1 Max Perutz Labs Vienna, Austria
2 University of Vienna, Austria

Development is characterized by distinct, coordinated cell state transitions. During each transition, an existing gene expression program is dismantled, and a new cellular identity has to be established.

We use the exit from naïve pluripotency as a highly accessible and controllable model system for a single cell state transition: mouse embryonic stem cells cultivated under defined conditions are homogenous naïve pluripotent and maintained by a well-established core gene regulatory network. Upon change of culture conditions, this network is rapidly dismantled, and cells irreversibly commit to differentiation into formative pluripotency, a less characterized cell state. Despite extensive screening for factors required for exiting naïve pluripotency, so far not a single factor has been identified which completely abrogates differentiation ability. Differentiation impaired mutants rather exhibit a phenotype which is mostly described as prolonged expression of pluripotency markers or clustering of bulk transcription profiles with naïve wildtype.

Single cell methods open up a window into understanding these aberrant cell states.
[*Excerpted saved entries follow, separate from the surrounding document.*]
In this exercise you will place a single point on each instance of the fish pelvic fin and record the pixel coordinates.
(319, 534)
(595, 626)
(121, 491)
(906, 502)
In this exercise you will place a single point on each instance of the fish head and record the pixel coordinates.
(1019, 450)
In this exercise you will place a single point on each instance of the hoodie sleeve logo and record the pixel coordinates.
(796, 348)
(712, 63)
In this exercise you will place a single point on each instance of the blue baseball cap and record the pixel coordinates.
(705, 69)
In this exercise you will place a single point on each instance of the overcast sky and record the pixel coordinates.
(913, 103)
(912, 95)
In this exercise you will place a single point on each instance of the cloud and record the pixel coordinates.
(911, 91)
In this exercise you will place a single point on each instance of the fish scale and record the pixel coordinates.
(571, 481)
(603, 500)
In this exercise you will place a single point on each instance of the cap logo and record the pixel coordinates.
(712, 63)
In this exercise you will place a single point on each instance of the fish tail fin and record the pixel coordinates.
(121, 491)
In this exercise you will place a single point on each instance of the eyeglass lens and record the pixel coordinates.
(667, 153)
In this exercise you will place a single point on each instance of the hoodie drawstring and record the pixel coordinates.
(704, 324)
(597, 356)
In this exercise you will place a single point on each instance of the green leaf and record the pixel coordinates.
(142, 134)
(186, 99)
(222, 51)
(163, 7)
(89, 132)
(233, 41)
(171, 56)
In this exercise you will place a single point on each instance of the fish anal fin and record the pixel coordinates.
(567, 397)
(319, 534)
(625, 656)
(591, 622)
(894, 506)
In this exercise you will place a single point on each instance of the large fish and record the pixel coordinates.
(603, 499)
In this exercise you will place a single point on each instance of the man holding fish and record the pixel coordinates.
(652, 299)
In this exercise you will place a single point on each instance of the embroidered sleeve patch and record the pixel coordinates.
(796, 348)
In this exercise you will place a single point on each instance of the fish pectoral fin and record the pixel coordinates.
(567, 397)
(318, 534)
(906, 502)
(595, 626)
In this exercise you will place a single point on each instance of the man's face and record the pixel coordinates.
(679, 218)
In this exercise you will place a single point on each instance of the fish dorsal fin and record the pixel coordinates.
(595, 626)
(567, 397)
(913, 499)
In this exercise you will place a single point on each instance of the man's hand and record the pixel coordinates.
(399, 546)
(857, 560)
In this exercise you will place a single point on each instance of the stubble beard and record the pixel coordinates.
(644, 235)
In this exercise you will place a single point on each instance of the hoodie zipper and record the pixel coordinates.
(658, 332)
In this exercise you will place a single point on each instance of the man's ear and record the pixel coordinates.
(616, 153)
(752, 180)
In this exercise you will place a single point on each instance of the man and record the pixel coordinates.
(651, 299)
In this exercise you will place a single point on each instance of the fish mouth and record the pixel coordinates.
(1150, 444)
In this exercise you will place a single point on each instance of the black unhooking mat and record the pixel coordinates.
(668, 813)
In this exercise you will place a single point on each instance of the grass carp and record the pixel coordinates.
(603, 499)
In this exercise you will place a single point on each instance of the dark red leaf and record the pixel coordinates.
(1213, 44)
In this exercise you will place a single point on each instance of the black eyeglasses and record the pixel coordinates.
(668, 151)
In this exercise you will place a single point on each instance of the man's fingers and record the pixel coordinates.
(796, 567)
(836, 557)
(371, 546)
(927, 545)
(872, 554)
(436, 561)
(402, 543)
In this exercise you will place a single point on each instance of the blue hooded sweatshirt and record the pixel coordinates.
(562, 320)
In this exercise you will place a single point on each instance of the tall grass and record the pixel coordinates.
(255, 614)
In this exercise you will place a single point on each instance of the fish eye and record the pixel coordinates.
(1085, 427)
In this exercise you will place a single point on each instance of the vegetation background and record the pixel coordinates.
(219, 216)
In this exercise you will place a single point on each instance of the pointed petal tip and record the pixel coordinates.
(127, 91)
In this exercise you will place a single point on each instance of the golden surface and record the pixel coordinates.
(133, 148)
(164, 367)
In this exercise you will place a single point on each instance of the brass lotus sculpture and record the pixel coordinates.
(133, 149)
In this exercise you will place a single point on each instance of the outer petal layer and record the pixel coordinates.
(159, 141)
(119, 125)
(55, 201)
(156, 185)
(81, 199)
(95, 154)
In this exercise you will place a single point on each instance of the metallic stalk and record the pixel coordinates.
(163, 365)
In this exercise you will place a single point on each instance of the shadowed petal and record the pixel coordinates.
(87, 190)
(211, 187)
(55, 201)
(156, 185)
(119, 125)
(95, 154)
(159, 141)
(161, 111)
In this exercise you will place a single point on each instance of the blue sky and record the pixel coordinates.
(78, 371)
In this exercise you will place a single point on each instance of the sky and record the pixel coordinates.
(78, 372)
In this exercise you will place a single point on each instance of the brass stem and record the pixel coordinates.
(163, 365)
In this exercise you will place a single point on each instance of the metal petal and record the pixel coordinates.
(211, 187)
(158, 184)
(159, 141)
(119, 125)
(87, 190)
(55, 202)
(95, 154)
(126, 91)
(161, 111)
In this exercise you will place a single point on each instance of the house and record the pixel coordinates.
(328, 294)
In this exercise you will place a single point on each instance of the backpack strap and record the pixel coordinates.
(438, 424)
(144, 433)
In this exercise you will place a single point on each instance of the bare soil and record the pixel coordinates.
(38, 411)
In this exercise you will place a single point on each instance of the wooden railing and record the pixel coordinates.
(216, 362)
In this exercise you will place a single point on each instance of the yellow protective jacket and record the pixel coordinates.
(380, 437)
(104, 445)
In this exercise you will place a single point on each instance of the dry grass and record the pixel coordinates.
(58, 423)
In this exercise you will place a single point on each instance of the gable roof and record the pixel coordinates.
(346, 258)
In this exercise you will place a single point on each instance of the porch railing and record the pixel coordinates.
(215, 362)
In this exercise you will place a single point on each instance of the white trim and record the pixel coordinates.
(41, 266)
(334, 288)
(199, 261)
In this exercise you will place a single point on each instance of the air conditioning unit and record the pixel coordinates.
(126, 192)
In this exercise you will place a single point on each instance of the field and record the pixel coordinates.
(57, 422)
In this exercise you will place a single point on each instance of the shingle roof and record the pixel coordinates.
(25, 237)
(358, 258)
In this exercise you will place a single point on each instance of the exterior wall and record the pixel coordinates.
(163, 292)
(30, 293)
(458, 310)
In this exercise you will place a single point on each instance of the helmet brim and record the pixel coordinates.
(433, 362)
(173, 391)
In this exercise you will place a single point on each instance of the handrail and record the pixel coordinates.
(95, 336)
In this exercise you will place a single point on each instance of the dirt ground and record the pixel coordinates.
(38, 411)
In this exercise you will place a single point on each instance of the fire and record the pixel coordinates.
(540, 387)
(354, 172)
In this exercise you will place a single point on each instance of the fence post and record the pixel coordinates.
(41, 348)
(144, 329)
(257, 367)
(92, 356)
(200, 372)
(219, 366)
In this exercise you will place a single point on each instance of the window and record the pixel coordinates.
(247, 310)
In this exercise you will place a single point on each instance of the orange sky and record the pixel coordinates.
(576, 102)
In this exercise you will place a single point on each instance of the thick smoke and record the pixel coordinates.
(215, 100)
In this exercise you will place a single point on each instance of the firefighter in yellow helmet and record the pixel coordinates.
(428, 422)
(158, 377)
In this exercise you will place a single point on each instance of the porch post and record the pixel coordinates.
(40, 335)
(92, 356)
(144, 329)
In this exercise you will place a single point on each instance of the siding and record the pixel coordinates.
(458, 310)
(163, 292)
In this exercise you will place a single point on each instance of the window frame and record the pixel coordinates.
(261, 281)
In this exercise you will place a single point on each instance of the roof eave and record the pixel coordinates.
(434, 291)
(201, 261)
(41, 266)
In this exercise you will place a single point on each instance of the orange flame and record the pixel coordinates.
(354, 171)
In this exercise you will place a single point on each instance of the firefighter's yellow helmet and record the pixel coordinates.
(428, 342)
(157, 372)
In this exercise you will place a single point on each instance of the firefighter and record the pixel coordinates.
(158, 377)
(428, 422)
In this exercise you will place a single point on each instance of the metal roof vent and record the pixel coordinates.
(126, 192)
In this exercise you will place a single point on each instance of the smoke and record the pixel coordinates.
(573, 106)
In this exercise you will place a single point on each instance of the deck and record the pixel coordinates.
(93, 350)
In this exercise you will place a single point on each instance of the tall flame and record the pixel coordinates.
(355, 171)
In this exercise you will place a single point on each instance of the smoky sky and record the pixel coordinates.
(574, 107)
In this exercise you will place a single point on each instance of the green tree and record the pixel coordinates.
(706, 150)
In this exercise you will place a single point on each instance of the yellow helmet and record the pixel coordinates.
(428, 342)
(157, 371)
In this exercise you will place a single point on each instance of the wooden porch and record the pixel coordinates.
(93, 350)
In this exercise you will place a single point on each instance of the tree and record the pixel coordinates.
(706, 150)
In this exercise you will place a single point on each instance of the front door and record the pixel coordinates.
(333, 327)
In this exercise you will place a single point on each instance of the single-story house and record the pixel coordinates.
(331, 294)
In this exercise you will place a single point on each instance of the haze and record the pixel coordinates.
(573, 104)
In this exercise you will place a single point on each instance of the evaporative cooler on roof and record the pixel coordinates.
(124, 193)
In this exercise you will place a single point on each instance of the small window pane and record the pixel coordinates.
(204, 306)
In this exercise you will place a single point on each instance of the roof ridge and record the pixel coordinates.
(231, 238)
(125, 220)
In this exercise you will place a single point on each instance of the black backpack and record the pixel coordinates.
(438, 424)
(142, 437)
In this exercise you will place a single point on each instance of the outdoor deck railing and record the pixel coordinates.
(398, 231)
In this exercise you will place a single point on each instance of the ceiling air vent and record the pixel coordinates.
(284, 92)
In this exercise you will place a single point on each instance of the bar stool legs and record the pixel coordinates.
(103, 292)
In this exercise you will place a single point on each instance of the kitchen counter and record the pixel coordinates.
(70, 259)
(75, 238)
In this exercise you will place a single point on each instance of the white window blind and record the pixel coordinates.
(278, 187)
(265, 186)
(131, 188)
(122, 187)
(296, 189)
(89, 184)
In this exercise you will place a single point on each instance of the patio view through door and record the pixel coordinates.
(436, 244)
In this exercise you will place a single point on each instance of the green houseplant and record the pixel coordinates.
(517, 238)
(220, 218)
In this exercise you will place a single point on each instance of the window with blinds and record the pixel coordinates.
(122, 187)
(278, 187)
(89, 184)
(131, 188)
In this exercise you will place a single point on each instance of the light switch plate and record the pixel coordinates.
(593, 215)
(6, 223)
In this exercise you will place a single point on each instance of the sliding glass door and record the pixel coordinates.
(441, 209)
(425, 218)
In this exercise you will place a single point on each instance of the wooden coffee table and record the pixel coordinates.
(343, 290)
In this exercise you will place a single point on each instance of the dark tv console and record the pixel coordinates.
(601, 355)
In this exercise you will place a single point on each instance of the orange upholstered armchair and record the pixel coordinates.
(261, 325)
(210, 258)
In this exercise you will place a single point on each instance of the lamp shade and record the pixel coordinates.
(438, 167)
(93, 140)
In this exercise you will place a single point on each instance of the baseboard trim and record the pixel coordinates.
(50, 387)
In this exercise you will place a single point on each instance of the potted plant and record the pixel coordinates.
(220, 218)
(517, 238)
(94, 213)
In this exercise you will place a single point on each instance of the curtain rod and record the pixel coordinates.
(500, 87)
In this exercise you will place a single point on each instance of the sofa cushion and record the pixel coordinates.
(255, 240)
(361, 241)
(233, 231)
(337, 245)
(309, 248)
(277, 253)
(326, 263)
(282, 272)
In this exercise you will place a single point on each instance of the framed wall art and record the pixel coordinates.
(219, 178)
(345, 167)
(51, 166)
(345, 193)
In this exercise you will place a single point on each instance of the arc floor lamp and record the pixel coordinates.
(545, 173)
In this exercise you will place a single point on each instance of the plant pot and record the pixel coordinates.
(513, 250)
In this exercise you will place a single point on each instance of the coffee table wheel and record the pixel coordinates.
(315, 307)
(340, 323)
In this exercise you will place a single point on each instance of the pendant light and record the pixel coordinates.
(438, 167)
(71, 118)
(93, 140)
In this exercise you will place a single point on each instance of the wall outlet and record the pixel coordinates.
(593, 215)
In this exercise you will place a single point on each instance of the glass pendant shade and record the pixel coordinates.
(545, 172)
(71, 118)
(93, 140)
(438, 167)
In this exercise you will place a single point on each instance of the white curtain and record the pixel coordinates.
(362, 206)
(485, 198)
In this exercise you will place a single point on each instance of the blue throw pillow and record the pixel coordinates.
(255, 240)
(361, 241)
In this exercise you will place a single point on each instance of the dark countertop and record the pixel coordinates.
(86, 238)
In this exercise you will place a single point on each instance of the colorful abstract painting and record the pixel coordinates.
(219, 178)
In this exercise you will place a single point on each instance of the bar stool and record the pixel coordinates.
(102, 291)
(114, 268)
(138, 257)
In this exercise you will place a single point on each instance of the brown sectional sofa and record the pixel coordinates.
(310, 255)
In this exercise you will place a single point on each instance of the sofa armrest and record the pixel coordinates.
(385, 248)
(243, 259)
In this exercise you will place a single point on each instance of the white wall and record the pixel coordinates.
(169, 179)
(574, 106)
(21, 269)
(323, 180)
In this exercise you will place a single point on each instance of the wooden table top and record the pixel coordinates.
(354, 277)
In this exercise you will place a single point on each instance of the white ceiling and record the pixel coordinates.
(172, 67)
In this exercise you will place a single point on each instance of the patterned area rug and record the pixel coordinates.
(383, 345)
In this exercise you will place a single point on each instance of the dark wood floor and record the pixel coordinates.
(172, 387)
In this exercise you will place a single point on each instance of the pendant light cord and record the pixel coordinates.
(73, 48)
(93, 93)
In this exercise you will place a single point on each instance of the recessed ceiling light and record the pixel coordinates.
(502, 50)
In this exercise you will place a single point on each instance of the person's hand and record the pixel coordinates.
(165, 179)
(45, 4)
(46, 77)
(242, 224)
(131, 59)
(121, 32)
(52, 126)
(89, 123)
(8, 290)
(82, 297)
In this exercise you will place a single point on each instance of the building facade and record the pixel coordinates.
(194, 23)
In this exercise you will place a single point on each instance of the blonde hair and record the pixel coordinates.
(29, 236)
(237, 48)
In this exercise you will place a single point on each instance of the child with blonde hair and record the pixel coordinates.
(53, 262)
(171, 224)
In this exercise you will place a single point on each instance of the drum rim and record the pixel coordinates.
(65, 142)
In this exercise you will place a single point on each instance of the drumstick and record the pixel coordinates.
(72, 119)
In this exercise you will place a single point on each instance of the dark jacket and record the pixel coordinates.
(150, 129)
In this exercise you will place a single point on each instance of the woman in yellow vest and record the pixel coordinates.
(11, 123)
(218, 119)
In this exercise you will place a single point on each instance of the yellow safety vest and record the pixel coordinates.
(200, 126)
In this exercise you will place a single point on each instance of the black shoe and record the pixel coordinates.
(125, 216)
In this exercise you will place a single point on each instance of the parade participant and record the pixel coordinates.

We collected fine-tuned differentiation time courses of control and selected differentiation impaired mutants, targeting the major signalling pathways involved in this transition. We built a shared trajectory across these genotypes and could recapitulate a delay in cell state of mutants in comparison to time matched control cells. With this, we now address fundamental questions: are observed differences based on differences in cell state, or are they directly affected by the altered gene regulatory networks? How are these networks responding to the challenge of genetic manipulations? How is the remarkable robustness of this cell state transition ensured?

Taken together, our work will elucidate the mechanism of a single cell state transition and its intrinsic robustness.

Merrit Romeike is a PhD student in the lab of Christa Buecker at the Max Perutz Labs and the University of Vienna. For her PhD thesis, she investigates how a single cell state transition is regulated and what happens if this transition is impaired, using a combination of CRISPR screening and single cell RNA-seq approaches. Previously, she received Bachelor and Master of Science degrees from the University of Heidelberg.